As the fourth quarter rolled around, the offensive attack began, with a fresh face leading the charge. While Curry rested, Jordan Poole – who had an up and down in the postseason after a fantastic start – was absolutely masterful, scoring 12 of his 23 points in the fourth quarter. He also lined up his teammates, including an absolute dime for Kevon Looney, who scored more than 20 points in a game for the first time since his freshman year at UCLA.

“When Steph comes off the floor, the defense focuses a bit more on me,” Poole said after the game. “So keep being aggressive and not just trying to play for my teammates, try to look for more shots and just keep our rhythm going.”

By the time Poole was substituted with just over six minutes left, the Warriors had turned a two-point deficit into a seven-point lead. From then on, the exploits were left to a much better-known face of the Warriors dynasty – Wardell Stephen Curry.

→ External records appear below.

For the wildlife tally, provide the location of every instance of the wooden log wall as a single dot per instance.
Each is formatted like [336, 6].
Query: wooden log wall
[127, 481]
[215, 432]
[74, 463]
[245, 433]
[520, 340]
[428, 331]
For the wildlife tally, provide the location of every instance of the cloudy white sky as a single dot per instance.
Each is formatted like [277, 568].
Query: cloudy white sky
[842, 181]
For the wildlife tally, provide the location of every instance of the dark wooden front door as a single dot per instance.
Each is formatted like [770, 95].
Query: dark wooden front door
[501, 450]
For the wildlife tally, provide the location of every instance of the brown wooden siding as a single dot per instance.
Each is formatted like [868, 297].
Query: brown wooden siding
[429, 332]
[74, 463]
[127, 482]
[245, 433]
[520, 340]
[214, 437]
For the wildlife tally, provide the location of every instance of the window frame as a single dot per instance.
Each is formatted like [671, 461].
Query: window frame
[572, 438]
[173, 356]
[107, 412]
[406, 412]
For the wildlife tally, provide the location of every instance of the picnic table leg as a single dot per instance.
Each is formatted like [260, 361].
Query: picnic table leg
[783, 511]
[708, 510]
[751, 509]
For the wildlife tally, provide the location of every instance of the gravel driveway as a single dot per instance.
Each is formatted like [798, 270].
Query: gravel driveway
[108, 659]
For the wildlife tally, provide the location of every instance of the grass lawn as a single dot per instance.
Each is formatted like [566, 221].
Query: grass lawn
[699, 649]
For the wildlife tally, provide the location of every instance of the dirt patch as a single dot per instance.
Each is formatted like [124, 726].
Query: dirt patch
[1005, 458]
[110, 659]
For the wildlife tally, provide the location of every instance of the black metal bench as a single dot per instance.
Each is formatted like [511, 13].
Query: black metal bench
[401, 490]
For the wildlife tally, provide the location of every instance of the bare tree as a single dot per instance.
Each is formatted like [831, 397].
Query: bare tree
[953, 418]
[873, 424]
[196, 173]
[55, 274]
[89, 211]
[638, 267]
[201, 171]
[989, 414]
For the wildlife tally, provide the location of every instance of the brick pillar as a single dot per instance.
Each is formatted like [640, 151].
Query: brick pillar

Curry checked in at the 6:24 mark of the fourth quarter and scored 10 points on 4-of-4 shooting. With Doncic lingering menacingly on the other side, Curry made sure any potential Mavericks comeback was crushed before it began. He finished the night with 32 points, scoring 6 out of 10 from the 3 point range.

“There’s a reason our team has won championships and it’s because we have players that are stars and players that are fearless and able to play under pressure and perform,” Kerr said after the game. “But especially Steph, the guy is one of the greatest players of all time. That’s what the big ones do.”

Fittingly, it was Curry’s long 3-pointer as the shot clock ran out with just over a minute left that sealed the win and allowed him to beat the Mavericks with his latest signature “night-night” celebration.

It’s become a cliché to cite the Warriors’ championship pedigree — a kind of nod to “heat culture” — but it’s hard to deny when witnessing feats like this. This was the Warriors’ 12th postseason comeback win after falling back by at least 15 points since Kerr’s 2014–15 as head coach. Part of that is due to the high-explosive offense they’ve consistently spawned, but you don’t come back from that much quite often without incredible resilience, confidence, and teamwork.

It allows you to smack a hand right to the jaw of a rowdy team featuring one of the NBA’s best players, then get up off the canvas to deliver the knockout punch—again.

“For us, the experience is just the chemistry – obviously this group is different – but we have that attitude, that spirit, that we never feel like we’re going to lose our composure,” Curry said after the Game 2 win. That belief then translates into execution in the game, and you can feel the momentum. It’s more just focused on what we’re doing. When we have that opportunity to stab the dagger or make three stops in a row, those are the times when we feel the good energy walking our way.”